Motorista de aplicativo, empregado X autônomo?

Relevante que todos os envolvidos tenham ciência dos riscos e custos que incidem sobre a relação, para evitar futuro passivo não desejado

Dr. Antonio Trefiglio Neto
Advogado Especialista em Direito do Trabalho e Direito Público | E-mail:
advtrefiglio@hotmail.com
Telefone: (19) 99773-6634

Prezados leitores, neste artigo, iremos tratar em mais uma oportunidade da questão do motorista de aplicativo, notadamente frente a posicionamentos recentes dos Tribunais Trabalhistas.
O trabalho de motorista de aplicativo merece um aprofundamento na análise jurídica, vez que se trata de um trabalho muito difundido nos tempos atuais.
A Justiça do Trabalho vem sendo procurada para decidir se o trabalho realizado pelo motorista de aplicativo seria um contrato de emprego, regido pela CLT, ou um contrato autônomo.
A diferença entre o contrato de emprego e o contrato autônomo é muito significativa, pois, na relação de emprego, o empregado detém direito ao FGTS, 13º salário, férias + 1/3, adicional noturno, entre outros direitos.
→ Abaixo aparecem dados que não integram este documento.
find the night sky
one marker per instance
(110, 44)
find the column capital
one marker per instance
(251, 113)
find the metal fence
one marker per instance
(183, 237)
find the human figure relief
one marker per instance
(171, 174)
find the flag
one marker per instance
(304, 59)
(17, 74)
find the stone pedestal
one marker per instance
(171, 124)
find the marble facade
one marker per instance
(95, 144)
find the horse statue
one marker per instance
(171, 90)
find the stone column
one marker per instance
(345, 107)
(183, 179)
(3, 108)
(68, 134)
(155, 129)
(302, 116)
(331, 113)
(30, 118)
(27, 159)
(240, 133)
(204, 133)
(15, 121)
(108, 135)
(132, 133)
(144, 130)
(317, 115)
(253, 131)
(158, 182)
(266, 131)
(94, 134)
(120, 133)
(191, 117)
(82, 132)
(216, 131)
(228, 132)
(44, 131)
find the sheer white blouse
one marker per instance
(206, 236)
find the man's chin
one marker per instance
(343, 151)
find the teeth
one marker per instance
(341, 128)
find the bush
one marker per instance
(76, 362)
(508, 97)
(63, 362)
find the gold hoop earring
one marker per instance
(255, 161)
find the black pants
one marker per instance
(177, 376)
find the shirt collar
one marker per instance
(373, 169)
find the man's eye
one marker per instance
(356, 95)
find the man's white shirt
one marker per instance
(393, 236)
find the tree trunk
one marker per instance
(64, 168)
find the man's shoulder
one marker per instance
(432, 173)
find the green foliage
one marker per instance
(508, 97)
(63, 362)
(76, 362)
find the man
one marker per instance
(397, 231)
Pois bem, nesta oportunidade, iremos tratar da questão do motorista de aplicativo e situações no processo judicial trabalhista.
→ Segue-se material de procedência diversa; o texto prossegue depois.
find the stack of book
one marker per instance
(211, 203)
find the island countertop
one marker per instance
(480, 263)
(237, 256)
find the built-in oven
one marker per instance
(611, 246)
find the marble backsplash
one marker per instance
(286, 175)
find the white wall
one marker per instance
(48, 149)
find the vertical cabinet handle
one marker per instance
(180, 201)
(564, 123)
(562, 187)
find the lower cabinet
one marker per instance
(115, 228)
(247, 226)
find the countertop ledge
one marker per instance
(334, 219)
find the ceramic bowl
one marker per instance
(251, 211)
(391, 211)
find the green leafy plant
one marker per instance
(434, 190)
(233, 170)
Recentemente, foi divulgada a informação de que um Tribunal Trabalhista acolheu um recurso interposto por um motorista da Uber reconhecendo a existência de vínculo de emprego entre ele e a empresa, sendo afirmado na decisão que a plataforma pratica uma “manipulação de jurisprudência”.
Manipulação de jurisprudência é um termo forte nas questões jurídicas, e sobre este enfoque passaremos a trazer considerações. No processo acima citado, consta que, 24 horas antes do julgamento, as partes (empregado e empregador) juntaram petição requerendo homologação de acordo e, consequentemente, a retirada do processo da pauta de julgamento, mas que o pedido foi indeferido pelo Tribunal, por vários motivos.
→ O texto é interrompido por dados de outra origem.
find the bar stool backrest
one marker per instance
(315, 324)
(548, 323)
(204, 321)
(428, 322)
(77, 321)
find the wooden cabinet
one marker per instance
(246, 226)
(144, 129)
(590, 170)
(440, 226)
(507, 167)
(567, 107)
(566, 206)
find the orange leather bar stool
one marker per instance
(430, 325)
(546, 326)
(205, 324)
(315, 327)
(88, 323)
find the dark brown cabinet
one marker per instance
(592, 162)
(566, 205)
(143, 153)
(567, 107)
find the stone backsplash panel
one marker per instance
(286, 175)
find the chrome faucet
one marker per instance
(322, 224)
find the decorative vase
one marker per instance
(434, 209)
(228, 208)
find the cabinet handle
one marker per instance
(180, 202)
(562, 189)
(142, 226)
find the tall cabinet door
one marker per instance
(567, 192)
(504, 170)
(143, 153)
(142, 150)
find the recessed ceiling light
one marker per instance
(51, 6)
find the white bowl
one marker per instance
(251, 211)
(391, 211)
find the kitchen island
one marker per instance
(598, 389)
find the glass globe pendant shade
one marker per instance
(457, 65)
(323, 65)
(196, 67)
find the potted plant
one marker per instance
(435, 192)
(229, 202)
Para os juízes, a empresa pratica fraude trabalhista que é “propositadamente camuflada pela aparente uniformidade jurisprudencial, que disfarça a existência de dissidência de entendimento quanto à matéria, aparentando que a jurisprudência se unifica no sentido de admitir, a priori, que os fatos se configuram de modo uniforme em todos os processos (jurimetria)”. Segundo a decisão, a camuflagem ocorre porque a Uber, em um número considerável de demandas, “tem se disposto a celebrar acordo apenas nos casos em que se visualizam razões suficientes para se supor que o órgão julgador decidirá em sentido contrário ao seu interesse”.
“Tal postura deixa transparecer uma possível estratégia de se evitar a formação de jurisprudência no sentido do reconhecimento de vínculo empregatício, interferindo, desta maneira, que os Tribunais cumpram sua missão de unificar a jurisprudência por intermédio dos instrumentos processuais destinados a esse fim”, segue a decisão. Essa estratégia, assim, impediria “o fluxo natural da jurisprudência e a configuração da pluralidade de entendimentos para que, enfim, as instâncias competentes possam consumar o posicionamento definitivo sobre a matéria”.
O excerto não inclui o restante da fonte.